This is an experience report about a gotcha in Go that catches every Go programmer at least once. The following program is extracted from a larger version that caused my co-workers to lose several hours today.
package main
import "fmt"
type T struct{}
func (t T) F() {}
type P interface {
F()
}
func newT() *T { return new(T) }
type Thing struct {
P
}
func factory(p P) *Thing {
return &Thing{P: p}
}
const ENABLE_FEATURE = false
func main() {
t := newT()
t2 := t
if !ENABLE_FEATURE {
t2 = nil
}
thing := factory(t2)
fmt.Println(thing.P == nil)
}
This distilled version of the program in question, while non-sensical, contains all the attributes of the original. Take some time to study the program and ask yourself, does the program print true
or false
?
nil != nil
Not to spoil the surprise, but the program prints false
. The reason is, while nil
is assigned to t2
, when t2
is passed to factory
it is “boxed” into an variable of type P
; an interface. Thus, thing.P
does not equal nil
because while the value of P
was nil
, its concrete type was *T
.
Typed nil
You’ve probably realised the cause of this problem is the dreaded typed nil, a gotcha that has its own entry in the Go FAQ. The typed nil emerges as a result of the definition of a interface type; a structure which contains the concrete type of the value stored in the interface, and the value itself. This structure can’t be expressed in pure Go, but can be visualised with this example:
var n int = 200
var i interface{} = n
The interface value i
is assigned a copy of the value of n
, so i
‘s type slot holds n
‘s type; int
, and it’s data slot holds the value 200
. We can write this more concisely as (int, 200)
.
In the original program we effectively have the following:
var t2 *T = nil
var p P = t2
Which results in p
, using our nomenclature, holding the value (*T, nil)
. So then, why does the expression p == nil
evaluate to false
? The explanation I prefer is:
nil
is a compile time constant which is converted to whatever type is required, just as constant literals like200
are converted to the required integer type automatically.- Given the expression
p == nil
, both arguments must be of the same type, thereforenil
is converted to the same type asp
, which is an interface type. So we can rewrite the expression as(*T, nil) == (nil, nil)
. - As equality in Go almost always operates as a bitwise comparison it is clear that the memory bits which hold the interface value
(*T, nil)
are different to the bits that hold(nil, nil)

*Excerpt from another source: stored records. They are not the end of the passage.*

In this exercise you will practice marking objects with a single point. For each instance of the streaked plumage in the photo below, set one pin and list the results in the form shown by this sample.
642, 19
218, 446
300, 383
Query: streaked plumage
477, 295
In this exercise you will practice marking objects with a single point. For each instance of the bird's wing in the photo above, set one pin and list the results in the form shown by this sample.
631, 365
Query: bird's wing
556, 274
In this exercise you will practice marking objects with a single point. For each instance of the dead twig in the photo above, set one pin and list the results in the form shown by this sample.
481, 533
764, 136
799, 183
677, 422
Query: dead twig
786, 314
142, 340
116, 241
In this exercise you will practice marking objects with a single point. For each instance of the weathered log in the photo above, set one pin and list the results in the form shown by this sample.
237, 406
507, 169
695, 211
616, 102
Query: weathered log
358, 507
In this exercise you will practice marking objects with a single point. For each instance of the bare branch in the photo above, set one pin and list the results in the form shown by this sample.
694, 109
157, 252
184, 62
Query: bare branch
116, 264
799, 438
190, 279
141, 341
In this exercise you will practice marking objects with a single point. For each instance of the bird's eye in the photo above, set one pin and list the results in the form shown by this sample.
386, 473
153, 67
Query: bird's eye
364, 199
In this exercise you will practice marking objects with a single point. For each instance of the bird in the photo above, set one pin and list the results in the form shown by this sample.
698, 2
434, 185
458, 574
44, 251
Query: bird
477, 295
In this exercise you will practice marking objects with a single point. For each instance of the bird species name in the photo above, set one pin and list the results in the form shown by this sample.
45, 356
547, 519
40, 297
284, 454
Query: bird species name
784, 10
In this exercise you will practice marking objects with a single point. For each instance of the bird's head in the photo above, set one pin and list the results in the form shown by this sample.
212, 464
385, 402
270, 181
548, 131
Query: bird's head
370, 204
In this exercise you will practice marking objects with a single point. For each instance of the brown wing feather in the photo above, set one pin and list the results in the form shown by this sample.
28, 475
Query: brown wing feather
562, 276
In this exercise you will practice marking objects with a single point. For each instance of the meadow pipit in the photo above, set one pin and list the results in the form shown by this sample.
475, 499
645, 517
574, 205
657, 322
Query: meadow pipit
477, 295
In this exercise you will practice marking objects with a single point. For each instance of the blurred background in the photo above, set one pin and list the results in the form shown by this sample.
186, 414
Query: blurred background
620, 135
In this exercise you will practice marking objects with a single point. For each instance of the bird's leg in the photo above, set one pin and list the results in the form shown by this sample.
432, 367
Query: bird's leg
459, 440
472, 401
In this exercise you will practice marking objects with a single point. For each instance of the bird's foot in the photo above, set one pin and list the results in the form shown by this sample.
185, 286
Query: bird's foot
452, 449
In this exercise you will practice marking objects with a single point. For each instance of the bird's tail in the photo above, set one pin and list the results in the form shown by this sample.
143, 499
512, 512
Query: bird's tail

thus the expression evaluates tofalse.
Put simply, an interface value is only equal to nil
if both the type and the value stored inside the interface are both nil
.
For a detailed explanation of the mechanics behind Go’s interface implementation, Russ Cox has a great post on his blog.
The future of typed nil
s in Go 2
Typed nils are an entirely logical result of the way dynamic types, aka interfaces, are implemented, but are almost never what the programmer wanted. To tie this back to Russ’s GopherCon keynote, I believe typed nils are an example where Go fails to scale for programming teams.
This explanation has consumed 700 words–and several hours over chat today–to explain, and in the end my co-workers were left with a bad taste in their mouths. The clarity of interfaces was soured by a suspicion that gotchas like this were lurking in their codebase. As an experienced Go programmer I’ve learnt to be wary of the possibility of a typed nil during code review, but it is unfortunate that they remain something that each Go programmer has to learn the hard way.
For Go 2.0 I’d like to start the discussion of what it would mean if comparing an interface value to nil
considered the value portion of the interface such that the following evaluated to true
:
var b *bytes.Buffer
var r io.Reader = b
fmt.Println(r == nil)
There are obviously some subtleties that this pithy demand fails to capture, but a desire to make this seemingly straight forward comparison less error prone would, at least in my mind, make Go 2 easier to scale to larger development teams.